This past weekend, while in Texas on business, I also attended my high school reunion. It was a modest celebration at the local Knights of Columbus hall on Saturday night. There was barbecue, classic rock, and, fortunately, name tags. Other than the observation that all of those people have somehow gotten old, I am pretty much at a loss for any particularly “deep thoughts” with respect to the Chester W. Nimitz High School class of 1978. I had a very nice time. Simply, it was fun to see some of my old friends again and swap a story or two. Most of them I had not seen since our graduation, although I have had some sporadic correspondence with a few in the intervening years. I even enjoyed good conversation with people to whom, even in high school, I had not been especially close to.

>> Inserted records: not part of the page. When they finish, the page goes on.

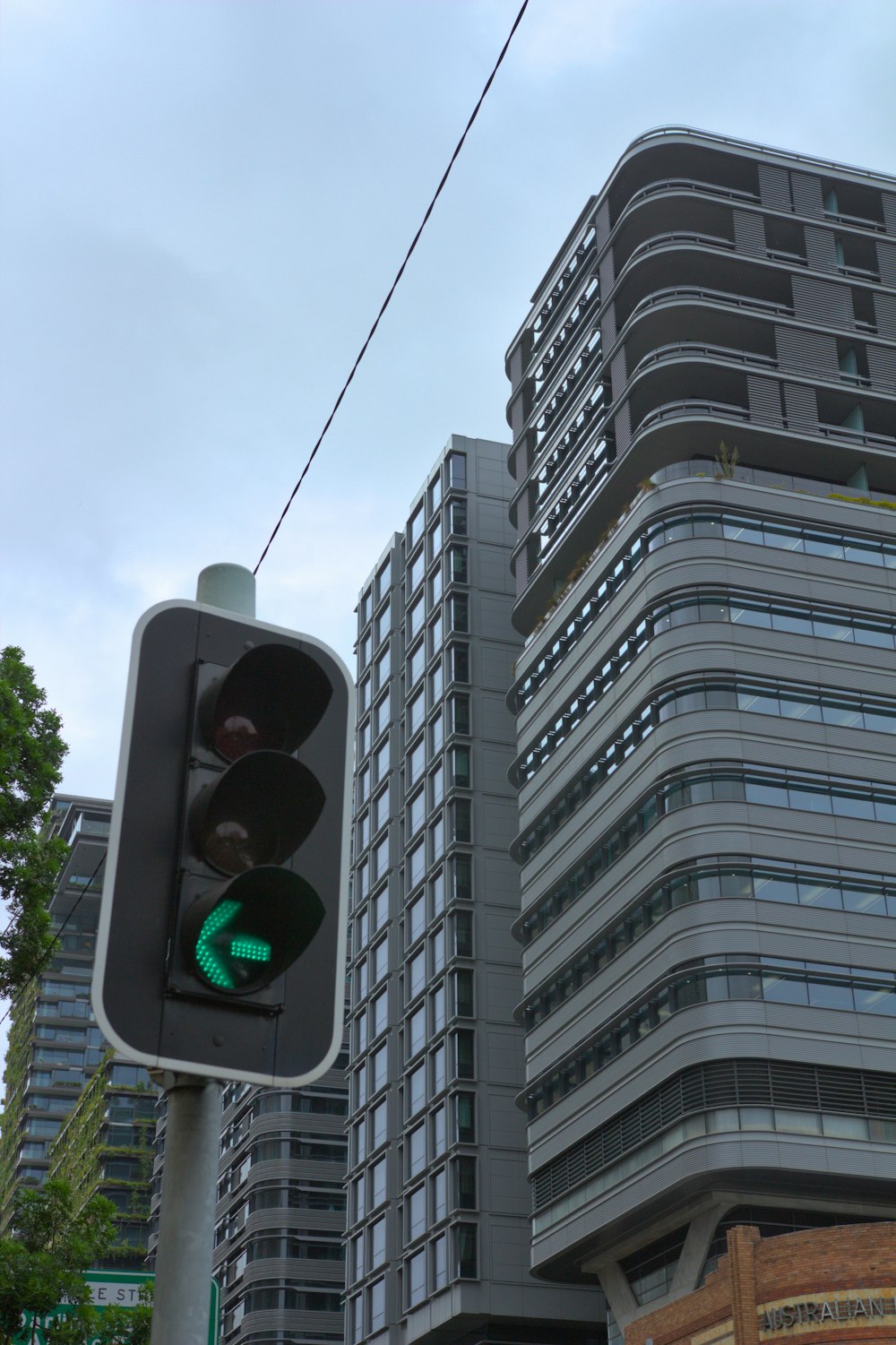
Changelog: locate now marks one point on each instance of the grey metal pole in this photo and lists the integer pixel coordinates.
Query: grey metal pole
(187, 1216)
(193, 1129)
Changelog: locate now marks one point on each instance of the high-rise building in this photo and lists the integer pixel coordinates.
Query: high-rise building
(704, 448)
(66, 1094)
(280, 1253)
(437, 1196)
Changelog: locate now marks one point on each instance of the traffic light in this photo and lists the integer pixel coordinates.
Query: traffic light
(222, 931)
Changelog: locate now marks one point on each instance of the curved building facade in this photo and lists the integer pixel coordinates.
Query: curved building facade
(704, 448)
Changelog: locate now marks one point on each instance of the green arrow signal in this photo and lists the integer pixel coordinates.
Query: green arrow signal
(217, 948)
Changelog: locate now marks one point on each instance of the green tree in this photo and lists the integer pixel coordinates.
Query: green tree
(43, 1262)
(31, 754)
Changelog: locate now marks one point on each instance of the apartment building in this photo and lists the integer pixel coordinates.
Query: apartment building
(704, 448)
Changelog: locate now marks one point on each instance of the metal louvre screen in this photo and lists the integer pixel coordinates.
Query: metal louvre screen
(724, 1083)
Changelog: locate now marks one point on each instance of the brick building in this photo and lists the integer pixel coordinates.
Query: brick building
(823, 1285)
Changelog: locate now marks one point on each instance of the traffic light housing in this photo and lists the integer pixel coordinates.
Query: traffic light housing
(222, 931)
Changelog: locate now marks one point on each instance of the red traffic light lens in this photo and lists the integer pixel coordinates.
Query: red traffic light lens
(270, 700)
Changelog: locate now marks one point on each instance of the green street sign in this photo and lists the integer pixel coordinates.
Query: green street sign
(108, 1289)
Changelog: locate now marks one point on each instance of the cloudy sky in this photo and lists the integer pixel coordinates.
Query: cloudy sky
(203, 204)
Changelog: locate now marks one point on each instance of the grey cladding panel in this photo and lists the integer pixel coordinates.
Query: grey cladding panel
(750, 233)
(823, 301)
(890, 211)
(882, 366)
(887, 261)
(806, 351)
(807, 195)
(774, 185)
(820, 249)
(764, 400)
(885, 314)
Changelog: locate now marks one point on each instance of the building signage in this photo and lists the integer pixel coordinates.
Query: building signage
(848, 1306)
(108, 1288)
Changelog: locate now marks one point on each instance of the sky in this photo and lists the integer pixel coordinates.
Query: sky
(203, 204)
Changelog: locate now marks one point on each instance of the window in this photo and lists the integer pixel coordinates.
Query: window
(466, 1183)
(437, 1194)
(378, 1298)
(439, 1263)
(378, 1243)
(416, 813)
(458, 563)
(437, 1070)
(461, 662)
(416, 1151)
(416, 762)
(437, 840)
(466, 1118)
(416, 1278)
(416, 974)
(383, 623)
(437, 893)
(463, 877)
(466, 1243)
(416, 1090)
(463, 994)
(461, 810)
(461, 714)
(381, 763)
(437, 1007)
(461, 767)
(383, 580)
(416, 865)
(378, 1183)
(461, 921)
(378, 1130)
(381, 858)
(380, 1068)
(381, 810)
(416, 1032)
(416, 663)
(416, 713)
(416, 1213)
(461, 612)
(435, 685)
(380, 1014)
(416, 617)
(464, 1054)
(416, 920)
(437, 1132)
(381, 668)
(458, 471)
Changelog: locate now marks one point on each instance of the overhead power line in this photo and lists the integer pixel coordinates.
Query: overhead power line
(394, 284)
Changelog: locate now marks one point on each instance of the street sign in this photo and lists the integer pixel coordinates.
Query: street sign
(109, 1289)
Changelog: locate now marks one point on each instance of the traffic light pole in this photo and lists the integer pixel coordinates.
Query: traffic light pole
(193, 1126)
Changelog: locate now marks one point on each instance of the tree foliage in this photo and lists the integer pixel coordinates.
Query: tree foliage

Turns out, it is very hard to convey in one 15-minute conversation all of the life that you have seen in the past 30 years, even to someone who is genuinely interested. And, even when you are interested in hearing what their life is all about, you realize as you listen that you are only getting the AM radio version of a 60-second trailer to an epic movie that was itself an adaptation of a richly written ten-volume historical novel series transcribed from a language you dimly remember but no longer actually speak. (How’s that for a torturous metaphor?) That’s not to say that what is said is not meaningful or appreciated, because it is. But it is inadequate, incomplete. And it must ever be.
For example, one of the things that happens is that everyone stands around and wonders aloud about the people who aren’t there. “Whatever happened to James? And what was his sister’s name?” That’s kind of an interesting thread but it, too, either leads to a dead end or to a place that just kind of trails off into the hills, uncertain and unknowable.
I was saddened to hear about those who had died, grieved to hear of the stories of broken marriages, disappointing careers, ill health, poor choices, and difficult trials. But I was also glad, genuinely happy, to hear of the long, happy marriages and the stories of success and fulfillment, of going back to college for a new career, of surviving the death of a spouse, and of building a rich family life on a bedrock of faith and unflagging love.
It is likely I’ll never see most of those people again, I suppose. Some I will undoubtedly see on the other side and I look forward to that, too.
More than anything else, I came away with a greater sense of appreciation for my own family and a deep, strong affirmation that God is in control of it all.